Por Mauricio Guerrero Gallardo – Gestor Cultural
Estuve hurgando entre mi colección de libros de autores atacameños, y fue inevitable detenerme en un poemario de aquel gran hombre de letras que fue don Juan García Ro, a quien el también destacado escritor Arturo Volantines definiera alguna vez como “un héroe del siglo XXI”. Entre sus páginas, una pieza en particular capturó mi atención: en una suerte de confesión entre la moral y las buenas costumbres, García Ro despliega toda su espiritualidad en un verso que reza: “Poesía nuestra que estás en los huesos. Somos así, y perdona nuestras miserias.”
La lectura de estos versos me llevó a reflexionar sobre la poesía como un espejo donde se proyecta no solo la dimensión emocional del ser humano, sino también su realidad más íntima y cotidiana. En esa dualidad —entre lo terrenal y lo espiritual, entre la fragilidad y la búsqueda de sentido— radica precisamente la fuerza de la palabra poética, capaz de desnudar el alma y, al mismo tiempo, reconciliarnos con nuestras propias imperfecciones. A veces se muestra como prosa sencilla y descriptiva; otras, se reviste de símbolos y metáforas. Pero, en cualquier forma que adopte, este espejo distorsiona el Ethos y lo refracta en mil maneras, dejando entrever una verdad concreta: la huella de las propias historias de vida, desgranada con los finos dedos de las poetisas y los ojos soñolientos de los poetas.

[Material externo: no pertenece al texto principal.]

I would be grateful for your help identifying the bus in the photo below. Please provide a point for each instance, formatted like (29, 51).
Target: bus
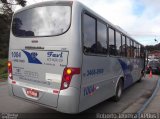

Esta reflexión me llevó a recordar mis días de infancia, carentes en muchos sentidos, pero al mismo tiempo tan noble para construir mi yo interno. Desde la ciudad de Ovalle taciturna, hasta el Vallenar que duele por estos días. De la infancia entre acequias con los primos hasta la junta en el muro con los cabros de la Quinta Valle. Estas dimensiones imperfectas, me devuelven la lucidez para plasmar verdades por en estos tiempos tan ramplones y privados de diálogo y pensamiento crítico. Por eso la poesía no es, en absoluto, un territorio exclusivo. Una vez que se descubre, hombres y mujeres la toman y la moldean a su conveniencia. También se adentra en la prosa de estos tiempos, en una dimensión política que, de una u otra forma, nos obliga a mirar el contexto social de este “Chile pequeño”, “de la Señorial Freirina” “la del querido puerto Huasco”, tan distinto a la plomiza y contaminada capital.
Para quienes asumimos la condición de poetas, esto no es un dato menor: implica una responsabilidad. La poesía no puede limitarse a la contemplación pasiva; debe remover conciencias y ayudarnos a despertar de este letargo intenso, alimentado por seudolíderes, políticos truchos, televisión basura, una cultura superficial en redes sociales y toda esa corriente virulenta que circula impunemente ante nuestros ojos. En estos tiempos, los poetas no podemos limitarnos a ser simples observadores. El rol del creador va mucho más allá de describir: implica provocar, cuestionar y mover conciencias. Si es necesario, debemos “resucitar a Dios” como símbolo de esperanza y, al mismo tiempo, atrevernos a crear nuevos dioses; no desde un Olimpo distante, sino desde la calle, entre la gente común, en el barrio, en las escuelas, en las plazoletas, en el corazón del pueblo y en la sabiduría que nace de nuestros territorios. Uno puede nacer poeta y morir poeta, incluso sin saberlo. La poesía está inscrita en la naturaleza humana, porque tanto la vida como la muerte son poesía. Y si Dios ha muerto, es porque la poesía lo mató; y si los dioses del Olimpo existen, es porque fueron creados bajo el cielo poético de los griegos.